Larkin Company Administration Building
A five-story red brick ode to productivity, Wright’s first major public work was widely heralded in Europe.
At the heart of its cream brick interior, a 76-foot tall skylit courtyard ringed with inscriptions extolling the virtue of labor, provided an almost ecclesiastical light from above (a design element he would revisit in the Unity Temple and the S.C. Johnson Wax Administration Building). Characteristically, Wright designed every aspect of the interior, incorporating many technical innovations such as glass doors, air conditioning, radiant heat, built-in desk furniture and suspended toilet bowls. Despite its demolition in 1950, the Larkin Building remains a modern icon of twentieth century building.

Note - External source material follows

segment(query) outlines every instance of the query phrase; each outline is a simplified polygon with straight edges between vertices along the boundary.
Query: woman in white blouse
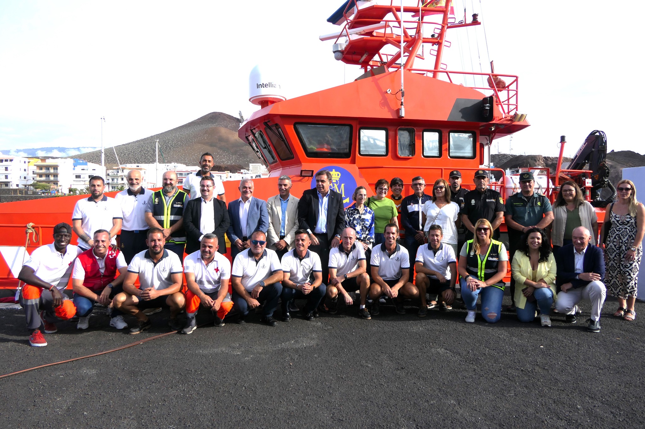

Built to serve as the administrative headquarters for the Larkin Company’s burgeoning mail-order soap business, the building was necessarily sited amidst a tangle of railroad lines. To protect its workers from the smoke-laden environment, Wright’s six-story building turned inward, with a Roman-style atrium and surrounding inward-facing balconies creating a bright and airy interior. In his Autobiography Wright would later describe the Larkin building as “a genuine expression of power directly applied to purpose, in the same sense that the ocean liner, the plane or the car is so.” Though the Larkin building is now celebrated for its avant-garde vision, Wright’s defiant departure from the popular Beaux-Arts style made it appear “a monster of awkwardness” to many of his contemporaries, such as the hard-hitting Architectural Record critic, Russell Sturgis. Despite being demolished in 1950, the Larkin Building remains a modern icon of twentieth century building.